What is the difference between dissolved and dormant?
By DormantFile · Updated 28 March 2026
"Dormant" and "dissolved" are very different things, though they are often confused. The distinction matters because it determines whether you still need to file.
Dormant
A dormant company is still active on the Companies House register but has no significant accounting transactions. It exists as a legal entity — it has a company number, registered office, and directors. It just is not trading.
Filing obligations: A dormant company must still file annual accounts to Companies House, a confirmation statement, and (if registered for Corporation Tax) a CT600 to HMRC every year.
Dissolved
A dissolved company has been removed from the Companies House register. It no longer exists as a legal entity. Its company number is marked as dissolved, and it has no directors, no registered office, and no obligations.
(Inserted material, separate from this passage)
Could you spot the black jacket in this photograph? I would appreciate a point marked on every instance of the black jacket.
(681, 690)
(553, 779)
Filing obligations: None. A dissolved company has no filing requirements.
How a company gets dissolved
- Voluntary strike-off (DS01): The directors apply to Companies House to have the company struck off. This takes about 3 months and costs £33.
- Compulsory strike-off: Companies House strikes off the company, usually because it failed to file for an extended period.
Which should you choose?
If you want to keep the company for future use or to protect the name, keep it dormant and file each year. We handle both filings (accounts and CT600) from £19/year. If you are certain you will never need the company again, dissolve it using the DS01 process to end all filing obligations permanently.